Computer & Communication Industry Association
PublishedNovember 19, 2013

Internet of Everything Rocks, but Internet For Everybody Should Not Be Lost in the Frenzy

Alexis Ohanian, a co-founder of reddit, was in Washington earlier this month promoting his book about the economic importance of open Internet access for everybody on the planet.   Google is investing both in gigabit fiber access in some U.S. cities while launching Project Loon to bring wireless access to remote communities around the globe.   Facebook and Samsung are founding members of a new consortium spending billions on Internet access infrastructure for some of the 4 billion people on Earth who do not yet have connectivity.   Facebook founder Mark Zuckerberg has called connectivity a “human right”.   Some U.S. legislators are calling it a “civil right.”  Mexico has made freedom of Internet access a constitutional right, though without a mechanism yet for enforcement, according to Freedom House.  Tens of millions of the 4 billion globally who lack Internet access are right here in the U.S.   And many millions more lack competitive choices for Internet access service.

 

At a recent Washington Post event on the Digital Divide, Gene Sperling, Director of the National Economic Council, noted that a lack of connectivity feeds socioeconomic inequality.   FCC Commissioner  Mignon Clyburn noted that affordability is the #1 barrier to broadband access adoption.

 

Meanwhile, the technology of the Internet of EveryThing is already here.   The FTC is hosting a major workshop on the phenomenon today.  Connected factories, warehouses, home appliances, cars and even agricultural crops in the field are not only possible, but increasingly a reality.   GE talks up what it calls “the Industrial Internet.”   Advanced analytics may be applied to make use of data streams from all these connected things with sensors to improve productivity, energy efficiency and reduce cost in global supply chains.   But wait…
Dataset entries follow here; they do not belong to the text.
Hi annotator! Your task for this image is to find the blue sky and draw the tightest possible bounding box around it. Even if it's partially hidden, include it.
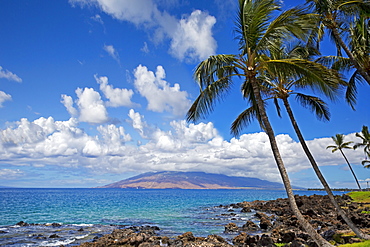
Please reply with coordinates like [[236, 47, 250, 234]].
[[0, 0, 370, 188]]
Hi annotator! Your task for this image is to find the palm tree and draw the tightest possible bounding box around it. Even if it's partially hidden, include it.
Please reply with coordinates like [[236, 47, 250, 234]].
[[319, 16, 370, 109], [231, 45, 370, 238], [187, 0, 332, 246], [353, 125, 370, 168], [306, 0, 370, 84], [326, 134, 362, 190]]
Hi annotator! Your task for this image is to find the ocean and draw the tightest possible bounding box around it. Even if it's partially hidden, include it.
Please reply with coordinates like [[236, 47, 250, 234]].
[[0, 188, 342, 247]]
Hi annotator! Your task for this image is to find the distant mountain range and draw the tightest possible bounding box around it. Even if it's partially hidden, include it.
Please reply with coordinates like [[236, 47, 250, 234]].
[[98, 172, 284, 189]]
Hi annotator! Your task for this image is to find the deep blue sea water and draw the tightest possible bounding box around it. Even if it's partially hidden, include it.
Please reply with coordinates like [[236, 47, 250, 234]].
[[0, 189, 341, 247]]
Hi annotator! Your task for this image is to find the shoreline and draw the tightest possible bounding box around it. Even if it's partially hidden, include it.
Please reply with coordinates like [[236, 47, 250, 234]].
[[74, 195, 370, 247]]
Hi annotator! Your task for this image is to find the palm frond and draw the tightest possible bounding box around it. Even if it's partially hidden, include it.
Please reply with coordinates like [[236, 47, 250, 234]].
[[256, 7, 319, 51], [266, 59, 343, 100], [230, 106, 259, 136], [194, 54, 237, 89]]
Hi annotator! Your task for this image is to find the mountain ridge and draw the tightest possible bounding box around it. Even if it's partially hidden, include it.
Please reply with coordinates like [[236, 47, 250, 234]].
[[97, 171, 290, 189]]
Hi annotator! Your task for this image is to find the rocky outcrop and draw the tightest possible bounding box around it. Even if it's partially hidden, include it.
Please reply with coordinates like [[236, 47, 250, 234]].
[[75, 195, 370, 247]]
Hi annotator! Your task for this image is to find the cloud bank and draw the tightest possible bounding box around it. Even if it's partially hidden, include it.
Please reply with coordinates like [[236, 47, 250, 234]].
[[0, 110, 362, 185]]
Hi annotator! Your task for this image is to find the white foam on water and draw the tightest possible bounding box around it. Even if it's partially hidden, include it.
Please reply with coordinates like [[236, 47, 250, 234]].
[[40, 239, 76, 246], [71, 224, 94, 227], [75, 234, 89, 239]]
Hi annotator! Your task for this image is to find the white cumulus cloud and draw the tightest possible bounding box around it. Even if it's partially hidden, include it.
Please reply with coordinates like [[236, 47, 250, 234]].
[[0, 91, 12, 108], [0, 66, 22, 82], [103, 45, 120, 63], [76, 88, 109, 124], [61, 94, 78, 117], [0, 169, 24, 180], [95, 76, 134, 107], [134, 65, 190, 116]]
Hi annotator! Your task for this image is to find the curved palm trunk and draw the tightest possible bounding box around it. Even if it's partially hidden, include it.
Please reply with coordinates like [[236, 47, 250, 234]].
[[251, 77, 333, 247], [283, 98, 370, 239], [331, 27, 370, 85], [339, 149, 362, 190]]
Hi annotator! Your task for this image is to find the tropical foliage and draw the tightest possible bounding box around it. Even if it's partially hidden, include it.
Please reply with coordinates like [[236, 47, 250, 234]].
[[187, 0, 331, 246], [353, 126, 370, 168], [326, 134, 361, 190]]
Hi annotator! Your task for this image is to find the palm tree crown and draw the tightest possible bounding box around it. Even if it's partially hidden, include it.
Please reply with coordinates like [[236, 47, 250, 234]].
[[353, 126, 370, 168], [187, 0, 331, 246], [326, 134, 361, 190]]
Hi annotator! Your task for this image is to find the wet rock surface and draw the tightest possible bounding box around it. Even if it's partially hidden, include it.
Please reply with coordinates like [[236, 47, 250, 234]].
[[75, 195, 370, 247]]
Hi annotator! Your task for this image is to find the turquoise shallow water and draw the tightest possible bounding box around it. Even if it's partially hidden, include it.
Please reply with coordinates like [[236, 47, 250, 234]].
[[0, 189, 346, 246]]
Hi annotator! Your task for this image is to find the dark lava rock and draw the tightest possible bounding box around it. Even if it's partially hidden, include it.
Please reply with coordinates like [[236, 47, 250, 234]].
[[224, 223, 239, 233]]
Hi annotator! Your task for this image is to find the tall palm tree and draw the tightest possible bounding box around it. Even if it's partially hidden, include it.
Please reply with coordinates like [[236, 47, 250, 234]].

Let’s not forget about the actual humans who do not have an Internet  connection for schoolwork,  job applications, social interaction or anything else online that the rest of us take for granted on a daily basis, let alone advanced apps like health care monitoring.

 

There is a role for national and local governments in their own regions to support construction of both more Internet Exchange Points and last mile network infrastructure for residential and small business Internet access.   Some local governments in the U.S. have found commercial or nonprofit enterprise partners to share investment in local network infrastructure for improved Internet access.    Some national governments in Africa, such as the Sudan and even Rwanda have achieved impressive landline and/or wireless coverage.  Such laudable government initiatives aimed at expanding Internet access for everybody: citizens, anchor institutions and business people should never be confused with international Internet governance, or worse “regulation of the Internet”.

 

Internet governance has been successfully conducted to date in collaborative multi-stakeholder settings with the benefit of technical experts and a broad range of public and private sector representation without the need for regulation by governments.   Unrestricted cross border data flows among networks are a key characteristic of a healthy functioning Internet.

 

The Internet is continuing to evolve as a global platform for trade and economic growth.   Developing nations are all welcome to get on board, and their native cultures and businesses will benefit from being part of the networked economy.   People from industrialized nations on all continents already have valuable input to contribute to the multi-stakeholder governance process.  The Internet and the web may have originated in the West, but that’s so last century.   We should all seek to maximize Internet access and competition, not control, both here in the U.S. and around the world for the benefit of all current and future participants in the global networked economy.